What Have Inspectors Found at Alliance Center?

State health inspectors documented 7 deficiencies at ALLIANCE HEALTH AND REHABILITATION CENTER during 2021 to 2025. These included: 7 with potential for harm.

Who Owns and Operates Alliance Center?

ALLIANCE HEALTH AND REHABILITATION CENTER is owned by a for-profit company. For-profit facilities operate as businesses with obligations to shareholders or private owners. The facility operates independently rather than as part of a larger chain. With 130 certified beds and approximately 107 residents (about 82% occupancy), it is a mid-sized facility located in DELAND, Florida.

How Does Alliance Center Compare to Other Florida Nursing Homes?

Compared to the 100 nursing homes in Florida, ALLIANCE HEALTH AND REHABILITATION CENTER's overall rating (5 stars) is above the state average of 3.2, staff turnover (46%) is near the state average of 46%, and health inspection rating (4 stars) is above the national benchmark.

What Should Families Ask When Visiting Alliance Center?

Based on this facility's data, families visiting should ask: "Can I visit during a mealtime to observe dining assistance and food quality?" "How do you handle medical emergencies, and what is your hospital transfer rate?" "Can I speak with family members of current residents about their experience?"

Is Alliance Center Safe?

Based on CMS inspection data, ALLIANCE HEALTH AND REHABILITATION CENTER has a clean safety record: no substantiated abuse findings (meaning no confirmed cases of resident harm), no Immediate Jeopardy citations (the most serious violation level indicating risk of serious injury or death), and is not on the Special Focus Facility watch list (a federal program monitoring the lowest-performing 1% of nursing homes). The facility has a 5-star overall rating and ranks #1 of 100 nursing homes in Florida. While no facility is perfect, families should still ask about staff-to-resident ratios and recent inspection results during their visit.

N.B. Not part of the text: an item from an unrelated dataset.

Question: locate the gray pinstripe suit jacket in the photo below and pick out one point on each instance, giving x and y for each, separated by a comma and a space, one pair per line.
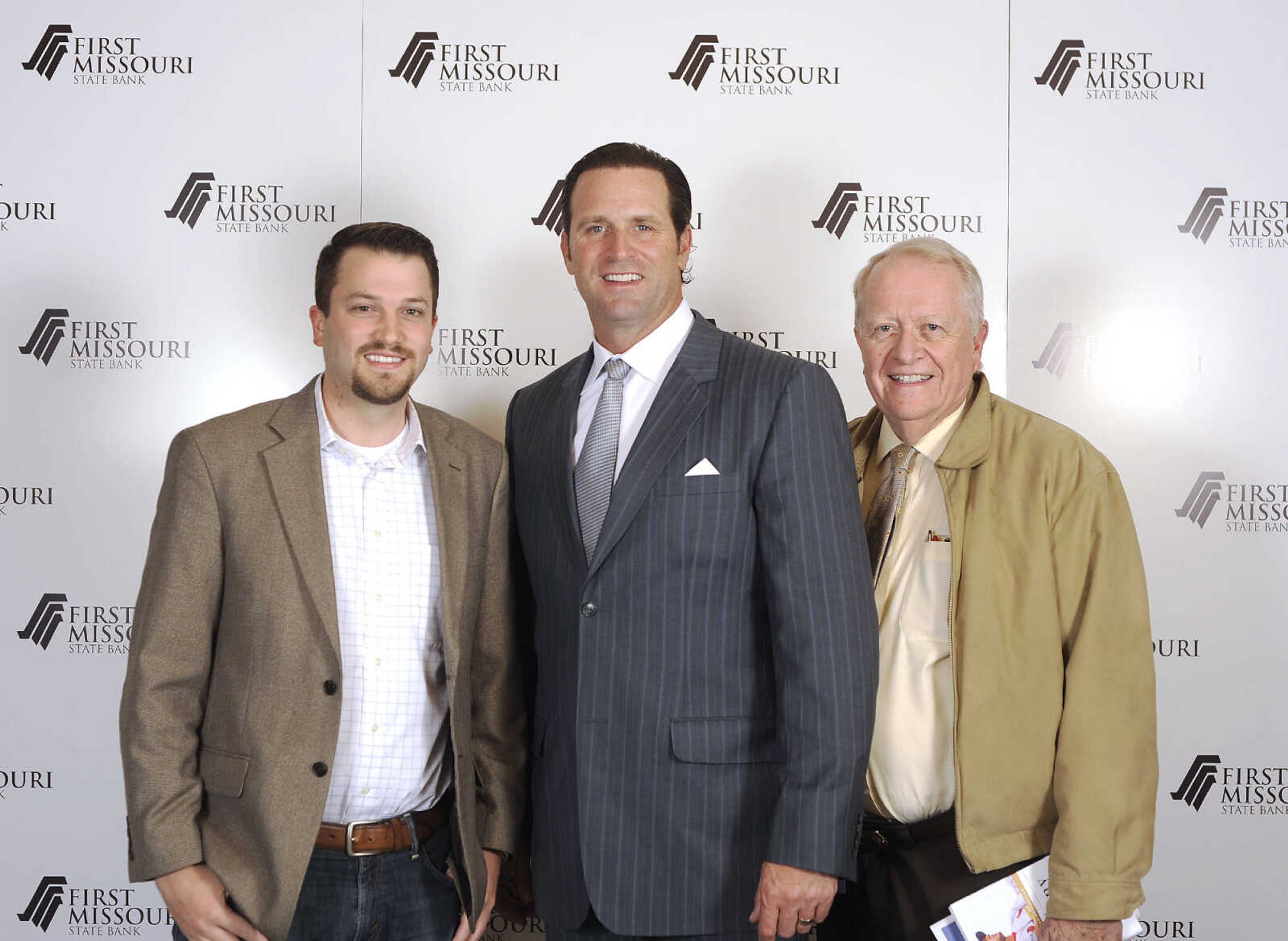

Do Nurses at Alliance Center Stick Around?

ALLIANCE HEALTH AND REHABILITATION CENTER has a staff turnover rate of 46%, which is about average for Florida nursing homes (state average: 46%). Moderate turnover is common in nursing homes, but families should still ask about staff tenure and how the facility maintains care continuity when employees leave.

Was Alliance Center Ever Fined?

ALLIANCE HEALTH AND REHABILITATION CENTER has no federal fines on record. CMS issues fines when nursing homes fail to meet care standards or don't correct problems found during inspections. The absence of fines suggests the facility has either maintained compliance or corrected any issues before penalties were assessed. This is a positive indicator, though families should still review recent inspection reports for the full picture.

Is Alliance Center on Any Federal Watch List?

ALLIANCE HEALTH AND REHABILITATION CENTER is not on any federal watch list. The most significant is the Special Focus Facility (SFF) program, which identifies the bottom 1% of nursing homes nationally based on persistent, serious quality problems. Not being on this list means the facility has avoided the pattern of deficiencies that triggers enhanced federal oversight. This is a positive indicator, though families should still review the facility's inspection history directly.